# "mlf"



## ThePlantGuy978 (Jan 3, 2013)

I am not exactly a newbe. I have successfully been making wine for 40+ years I have been using older wine making books to learn my hobby. None of my books ever mention “MLF”. This forum talks about it all of the time, but never explains what it is.
Can some one please enlighten me as to what they are talking about.

Hans


----------



## Deezil (Jan 3, 2013)

Malo-Lactic Fermentation

It's the introduction of a bacteria that converts malic acid within the wine into lactic acid, softening the wine & depending on the strain of MLF bacteria, can contribute different flavors or textures in wine.. Its mostly red wines that are MLF'd, but chardonnay can be sometimes too.

Its usually done just post-fermentation, before any additions of sulfites (because they'll stop it), but sometimes can be added during the tail end of alcoholic fermentation.

If you've racked a wine off of the sur less / fine lees, then a MLF-nutrient is often used to avoid any issues with the MLF conversion


----------



## Turock (Jan 3, 2013)

There are white papers written on MLF that you can find if you do a search. E C Kraus has a good explaination of it and how to do it for a first timer. We printed out these instructions on our first try with an MLF and it turned out perfect. I would suggest some study on it before you make your first attempt.


----------



## robie (Jan 3, 2013)

A MLF can happen spontaneously and it only happened that way up until the last century, when the bacteria was finally isolated and cultured.

If you have been making grape wine for 40 years, you more than likely have experienced an MLF without knowing it. It is more subtle than a full-on alcohol fermentation. Many times the only physical evidence of MLF is a ring of small bubbles around the neck of the carboy.


----------



## Rocky (Jan 3, 2013)

Hans, I have many of the same questions that you have about MLF. I do not add anything to my wines to stimulate MLF therefore if it happens, it happens, if not, it doesn't. 

We made wine 60 years ago by just crushing Zinfandel and Muscat grapes and co-fermenteing them in an open barrel. Yes, the Muscat skins too. We did not add yeast and only much later learned about _Sodium_ Metabisulfite, which we used to order and pay $5 for a very small tube. Our schedule was fairly much the same year to year. We would buy the grapes sometime during the second week of October, process them into an open barrel for 10-14 days, transfer the wine to barrels with open bung holes which we had to keep "topped off" and "de-fruit flied" until about the 2 week of December. At that point the barrel would be sealed with a bung and left until about Easter when the wine would be ready to drink. Aging was never an issue. No wine was more than 1 year old in our house, unless a bottle got lost behind the newer wine.

Time and age may have dulled my memory somewhat but I remember the wine was excellent just about every year. When I make wine now, I try to stay close to that MO. The only thing I add as a matter of course is Potassium Metabisulfite.


----------



## JohnT (Jan 3, 2013)

Back in the day, when no-one knew about mlf, winemakers from around the world were scratching their head trying to figure out why the french made such good wine. 

It was not until the late 60's / early 70's that a big part of the answer was discovered.. MLF. 
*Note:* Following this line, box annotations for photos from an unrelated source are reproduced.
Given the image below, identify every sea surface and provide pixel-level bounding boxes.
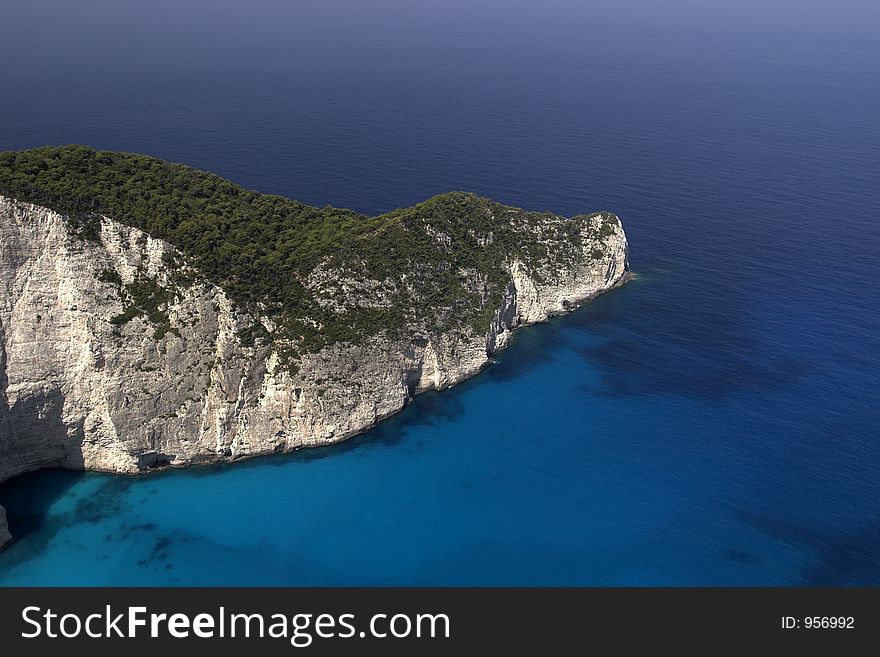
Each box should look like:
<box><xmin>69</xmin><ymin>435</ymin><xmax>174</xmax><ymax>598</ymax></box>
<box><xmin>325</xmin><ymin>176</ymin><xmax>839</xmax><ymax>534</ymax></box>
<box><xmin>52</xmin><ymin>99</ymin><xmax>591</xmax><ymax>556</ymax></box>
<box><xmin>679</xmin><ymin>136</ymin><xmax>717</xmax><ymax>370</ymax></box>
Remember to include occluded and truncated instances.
<box><xmin>0</xmin><ymin>0</ymin><xmax>880</xmax><ymax>586</ymax></box>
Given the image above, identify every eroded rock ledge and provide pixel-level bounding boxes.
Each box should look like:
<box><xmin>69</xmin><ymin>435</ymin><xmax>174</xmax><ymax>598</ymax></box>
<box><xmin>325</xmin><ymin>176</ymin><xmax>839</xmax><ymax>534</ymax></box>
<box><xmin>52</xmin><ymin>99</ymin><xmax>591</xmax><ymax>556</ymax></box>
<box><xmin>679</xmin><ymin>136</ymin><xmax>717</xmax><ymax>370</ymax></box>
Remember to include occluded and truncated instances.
<box><xmin>0</xmin><ymin>196</ymin><xmax>629</xmax><ymax>545</ymax></box>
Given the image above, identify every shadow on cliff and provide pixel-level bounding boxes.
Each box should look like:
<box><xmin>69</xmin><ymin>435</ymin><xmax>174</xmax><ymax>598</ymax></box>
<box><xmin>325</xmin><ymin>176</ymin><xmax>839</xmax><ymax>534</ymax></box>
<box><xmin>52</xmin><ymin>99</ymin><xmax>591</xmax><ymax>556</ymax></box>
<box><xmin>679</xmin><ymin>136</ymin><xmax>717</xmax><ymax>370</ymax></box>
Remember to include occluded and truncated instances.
<box><xmin>0</xmin><ymin>389</ymin><xmax>90</xmax><ymax>565</ymax></box>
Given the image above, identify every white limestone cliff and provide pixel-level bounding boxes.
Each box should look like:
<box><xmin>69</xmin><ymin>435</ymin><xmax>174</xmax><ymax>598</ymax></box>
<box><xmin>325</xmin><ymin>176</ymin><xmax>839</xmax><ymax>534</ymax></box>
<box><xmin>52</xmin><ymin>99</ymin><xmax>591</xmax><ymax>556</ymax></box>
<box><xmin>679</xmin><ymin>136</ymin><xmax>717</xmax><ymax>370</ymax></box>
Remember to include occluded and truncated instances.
<box><xmin>0</xmin><ymin>196</ymin><xmax>629</xmax><ymax>545</ymax></box>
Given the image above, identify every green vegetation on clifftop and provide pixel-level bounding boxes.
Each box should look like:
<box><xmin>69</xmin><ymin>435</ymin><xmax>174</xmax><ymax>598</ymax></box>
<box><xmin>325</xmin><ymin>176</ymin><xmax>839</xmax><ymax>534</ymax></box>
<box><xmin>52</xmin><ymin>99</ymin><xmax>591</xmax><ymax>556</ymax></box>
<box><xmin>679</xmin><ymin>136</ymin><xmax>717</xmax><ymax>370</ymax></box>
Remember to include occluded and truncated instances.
<box><xmin>0</xmin><ymin>146</ymin><xmax>617</xmax><ymax>362</ymax></box>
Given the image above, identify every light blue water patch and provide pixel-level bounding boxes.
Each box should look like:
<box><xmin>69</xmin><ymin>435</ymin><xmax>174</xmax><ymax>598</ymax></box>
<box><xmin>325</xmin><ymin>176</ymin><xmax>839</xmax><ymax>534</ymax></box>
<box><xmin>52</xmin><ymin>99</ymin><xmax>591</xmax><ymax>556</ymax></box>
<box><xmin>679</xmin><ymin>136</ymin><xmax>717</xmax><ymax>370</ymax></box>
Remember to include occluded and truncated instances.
<box><xmin>0</xmin><ymin>2</ymin><xmax>880</xmax><ymax>585</ymax></box>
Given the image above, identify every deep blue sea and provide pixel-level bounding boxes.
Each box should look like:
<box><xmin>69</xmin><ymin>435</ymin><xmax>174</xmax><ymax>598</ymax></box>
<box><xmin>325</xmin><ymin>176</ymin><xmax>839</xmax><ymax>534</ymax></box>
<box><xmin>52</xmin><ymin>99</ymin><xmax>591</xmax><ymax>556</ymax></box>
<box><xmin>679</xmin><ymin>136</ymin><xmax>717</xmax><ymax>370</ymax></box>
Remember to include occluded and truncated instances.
<box><xmin>0</xmin><ymin>0</ymin><xmax>880</xmax><ymax>585</ymax></box>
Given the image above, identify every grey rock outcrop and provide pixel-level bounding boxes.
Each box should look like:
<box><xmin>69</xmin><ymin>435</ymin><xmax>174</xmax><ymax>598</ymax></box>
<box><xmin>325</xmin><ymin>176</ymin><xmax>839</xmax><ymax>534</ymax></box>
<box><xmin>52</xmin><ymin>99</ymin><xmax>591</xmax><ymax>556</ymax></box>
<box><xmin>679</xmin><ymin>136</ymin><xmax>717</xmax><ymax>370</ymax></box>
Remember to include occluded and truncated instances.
<box><xmin>0</xmin><ymin>197</ymin><xmax>629</xmax><ymax>543</ymax></box>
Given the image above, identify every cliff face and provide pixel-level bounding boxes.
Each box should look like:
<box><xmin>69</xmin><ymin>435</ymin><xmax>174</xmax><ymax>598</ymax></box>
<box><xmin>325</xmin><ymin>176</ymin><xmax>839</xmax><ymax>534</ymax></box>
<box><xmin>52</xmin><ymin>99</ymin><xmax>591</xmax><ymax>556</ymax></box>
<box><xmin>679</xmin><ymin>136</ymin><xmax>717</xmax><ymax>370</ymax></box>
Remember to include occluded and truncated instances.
<box><xmin>0</xmin><ymin>196</ymin><xmax>628</xmax><ymax>544</ymax></box>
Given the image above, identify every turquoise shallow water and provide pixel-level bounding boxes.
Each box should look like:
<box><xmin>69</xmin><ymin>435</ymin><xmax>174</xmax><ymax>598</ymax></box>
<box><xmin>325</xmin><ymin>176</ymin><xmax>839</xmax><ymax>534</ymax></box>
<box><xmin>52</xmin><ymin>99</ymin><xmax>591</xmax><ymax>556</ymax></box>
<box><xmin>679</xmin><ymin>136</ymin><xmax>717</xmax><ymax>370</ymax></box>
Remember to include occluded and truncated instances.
<box><xmin>0</xmin><ymin>0</ymin><xmax>880</xmax><ymax>585</ymax></box>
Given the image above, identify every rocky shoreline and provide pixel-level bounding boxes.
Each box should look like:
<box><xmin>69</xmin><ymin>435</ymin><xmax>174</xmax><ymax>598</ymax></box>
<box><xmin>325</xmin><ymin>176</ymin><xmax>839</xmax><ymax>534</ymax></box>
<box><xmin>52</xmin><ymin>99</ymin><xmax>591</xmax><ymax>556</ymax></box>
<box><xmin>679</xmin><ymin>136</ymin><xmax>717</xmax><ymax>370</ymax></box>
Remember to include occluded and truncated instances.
<box><xmin>0</xmin><ymin>196</ymin><xmax>631</xmax><ymax>545</ymax></box>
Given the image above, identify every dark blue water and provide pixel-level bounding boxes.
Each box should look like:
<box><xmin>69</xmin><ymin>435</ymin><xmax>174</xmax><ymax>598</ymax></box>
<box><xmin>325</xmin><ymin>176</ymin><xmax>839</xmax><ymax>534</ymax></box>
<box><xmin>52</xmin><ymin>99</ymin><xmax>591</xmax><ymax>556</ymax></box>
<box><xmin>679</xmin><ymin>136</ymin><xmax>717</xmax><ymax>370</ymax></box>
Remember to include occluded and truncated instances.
<box><xmin>0</xmin><ymin>2</ymin><xmax>880</xmax><ymax>585</ymax></box>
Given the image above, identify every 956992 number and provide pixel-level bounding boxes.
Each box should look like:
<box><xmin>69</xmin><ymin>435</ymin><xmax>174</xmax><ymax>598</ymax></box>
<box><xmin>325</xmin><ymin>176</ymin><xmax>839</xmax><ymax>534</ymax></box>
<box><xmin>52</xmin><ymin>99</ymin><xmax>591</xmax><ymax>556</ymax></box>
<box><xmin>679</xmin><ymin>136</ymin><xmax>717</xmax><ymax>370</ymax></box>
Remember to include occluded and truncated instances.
<box><xmin>782</xmin><ymin>616</ymin><xmax>856</xmax><ymax>630</ymax></box>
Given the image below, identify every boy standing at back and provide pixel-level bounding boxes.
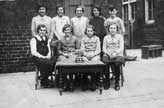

If you have not yet performed a MLF on any of your wines, I highly recomend that you do!


----------



## Runningwolf (Jan 3, 2013)

JohnT how would you feel about a milf with some Concord!


----------



## ThePlantGuy978 (Jan 3, 2013)

I can surely see that I am from the old school.
No I phone, no Tablet, no tablet. Jut a cell phone for emercency calls, less that 10 min./month.
I better catch up before I kick the bucket!!!

Hans


----------



## JohnT (Jan 4, 2013)

MLF is old school. 

The discovery was made by checking out the old barrels the French used for years and years. The bacteria tended to colonize in the barrel's wood. 

It did not take them too long to discover how to culture it. Much like yeast, mlb is a natural living organism. It is not really very high tech.


----------



## JohnT (Jan 4, 2013)

Runningwolf said:


> JohnT how would you feel about a milf with some Concord!


 
(LOL). 

*NAAAAH, just stir in some peanut butter and be done with it.... Tee Hee. *

Wolfie, 

Should I change my signature to the following????

Disclaimer: Comments concerning Welch's or Concord grapes is not intended to offend those that like and prefer these wines. Each has their own tastes and no taste is better than another (simply different). Some like it sweet, some do not. Some prefer white wine, some prefer red. Preferences in wine do not make one inferior. I, myself, hate concord wine and this has been an on-going joke for some time.


----------



## Runningwolf (Jan 4, 2013)

John I love it. You're the best!


----------



## wineon4 (Jan 10, 2013)

I have a winexpert merlot that just reached .0996 would an MLF do it justice or continue following the kit instructions? I have been thinking about ordering some MLF and try it. Would this be a good wine to start with?


----------



## robie (Jan 10, 2013)

wineon4 said:


> I have a winexpert merlot that just reached .0996 would an MLF do it justice or continue following the kit instructions? I have been thinking about ordering some MLF and try it. Would this be a good wine to start with?



Never do an MLF on a kit wine. They are balanced in such a way that MLF is not necessary. MLF just won't improve a kit wine.

If sorbate, which comes with all kits, ever gets into a wine that has had MLF, it will ruin the wine.. dead!!! (Unless you think crunching on a geranium plant sounds delicious) That's right, you get the same taste as eating a geranium.

Just never consider doing an MLF on any kit wine.


----------



## wineon4 (Jan 10, 2013)

robie said:


> Never do an MLF on a kit wine. They are balanced in such a way that MLF is not necessary. MLF just won't improve a kit wine.
> 
> If sorbate, which comes with all kits, ever gets into a wine that has had MLF, it will ruin the wine.. dead!!! (Unless you think crunching on a geranium plant sounds delicious) That's right, you get the same taste as eating a geranium.
> 
> Just never consider doing an MLF on any kit wine.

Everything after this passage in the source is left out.